"Александр Чаянов. Венедиктов или достопамятные события жизни моей" - читать интересную книгу автора

Незнакомец вышел и быстро подошел к женщине. Настенька,
это была она, вскочила и с криком "нет у вас больше надо
мною власти!" побежала к пруду. Не имея сил добежать, она
подняла предмет, бывший у нее в руках, над головою и, бросив
его с размаха в воду, упала. Гнилая ночная вода пруда
проглотила брошенное.
Незнакомец приближался. Рыдания Настенькины наполнили
мою душу ужасом, и готов я был броситься к ней на помощь, но
не смог сделать ни шагу и снова почувствовал себя в
безраздельной его власти и, как заговоренный, стоял у ветлы.
"Эй, ты!" - услышал я его властный голос, и ноги мои
подошли к нему.
Не помню, как мы подняли с земли мою Настеньку, как
уложили ее в карету, как сел я с ней рядом, как тронулась
карета.

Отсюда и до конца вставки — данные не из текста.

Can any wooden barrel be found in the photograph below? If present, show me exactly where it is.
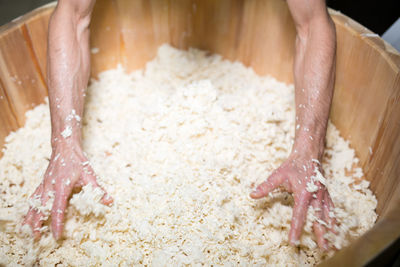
[0,0,400,266]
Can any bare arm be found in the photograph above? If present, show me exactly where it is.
[251,0,336,249]
[24,0,112,239]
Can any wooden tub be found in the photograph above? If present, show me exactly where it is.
[0,0,400,266]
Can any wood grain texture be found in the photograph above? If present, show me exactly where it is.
[0,24,47,125]
[0,0,400,266]
[24,5,53,83]
[90,0,122,77]
[0,81,20,157]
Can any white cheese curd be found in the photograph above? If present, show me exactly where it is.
[0,45,377,266]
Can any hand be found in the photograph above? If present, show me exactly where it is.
[23,145,112,240]
[250,154,336,250]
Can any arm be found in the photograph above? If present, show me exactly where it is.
[251,0,336,249]
[24,0,112,239]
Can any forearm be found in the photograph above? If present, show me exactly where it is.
[292,16,336,159]
[47,1,91,148]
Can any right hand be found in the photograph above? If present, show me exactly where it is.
[23,144,113,240]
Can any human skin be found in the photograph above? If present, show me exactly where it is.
[250,0,336,250]
[24,0,336,249]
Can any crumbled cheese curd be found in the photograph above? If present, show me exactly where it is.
[0,46,377,266]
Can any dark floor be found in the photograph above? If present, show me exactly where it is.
[0,0,400,35]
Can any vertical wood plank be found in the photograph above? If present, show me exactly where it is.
[90,0,122,77]
[0,83,20,157]
[116,0,158,71]
[0,25,47,125]
[24,7,53,83]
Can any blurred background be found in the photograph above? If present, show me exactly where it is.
[0,0,400,35]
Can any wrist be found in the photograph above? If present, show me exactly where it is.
[51,137,83,155]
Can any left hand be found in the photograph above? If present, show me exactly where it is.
[250,154,336,250]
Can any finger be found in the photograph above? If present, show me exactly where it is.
[323,191,337,234]
[83,172,113,206]
[31,210,44,240]
[22,183,43,230]
[31,183,53,239]
[289,191,311,246]
[250,171,283,199]
[51,184,72,240]
[312,199,328,250]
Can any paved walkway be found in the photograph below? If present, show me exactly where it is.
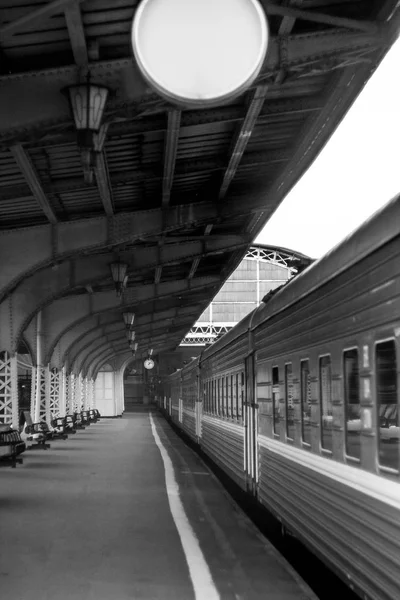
[0,413,314,600]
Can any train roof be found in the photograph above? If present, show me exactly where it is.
[201,307,259,361]
[253,194,400,328]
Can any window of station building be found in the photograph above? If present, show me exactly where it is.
[238,371,245,418]
[221,377,226,417]
[375,340,400,470]
[300,360,311,445]
[224,376,230,417]
[285,363,294,440]
[272,367,281,435]
[231,373,237,419]
[226,375,233,418]
[319,356,333,451]
[211,379,217,415]
[343,348,361,459]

Помню только, что долго видел я, отъезжая в ночном
тумане, сгорбленную фигуру незнакомца, стоящего у берега
пруда и упорно ищущего что-то, наклоняясь.

ГЛАВА IV

Марья Прокофьевна всплеснула руками, когда внес я
Настеньку в ея домик на берегу Неглинки, совсем у церкви
Настасии Узорешительницы.
Добрая женщина, царство ей небесное, засуетилась.
Уложили мы Настеньку на диван, под часы карельской березы.
Марья Прокофьевна отослала меня самовар ставить, а сама
облегчила Настеньке шнуровку.
Долго не могли мы привести ее в чувство. Настенька,
бедная, плакала, несуразные вещи всякие во сне говорила.
Стало светать. Третьи петухи запели, как пришла она,
родная голубушка, в себя, улыбнулась нам и заснула спокойно.
Сквозь кисейные занавески и ветви розмарина, стоящего по
окнам, розовела утренняя заря. Марья Прокофьевна потушила
свечу, ставшую ненужной. Ровное спокойное дыхание Настеньки
поднимало ее грудь, золотистый локон рассыпался по тонкому
полотну подушки. Часы тикали особенно значительно и
спокойно в утренней тишине. У Спасовой, что в Копье, церкви
ударили к заутрене.
Я с сожалением поднялся со стула и стал разыскивать свою
шапку, собираясь уходить. Однако Марья Прокофьевна меня не
отпустила и очень просила вместе с ней выкушать утренний
кофий. Добрая женщина встретила меня, как давнишнего
знакомого, хотя допрежде того мы никогда не встречались.
Никогда не забуду я этого дня, все мне в нем памятно. И
половики на лаковом полу, и клавикорды с раскрытой страницей
Моцартовой, и горку с фарфоровой и серебряной посудой... Но
больше всего в памяти остался глубокий диван со спинкой
красного дерева, по которой лениво и сонно плыли блики
утреннего солнца и силуэтные профили, тонко рисованные тушью
по перламутру и висевшие в затейливых рамках над диваном.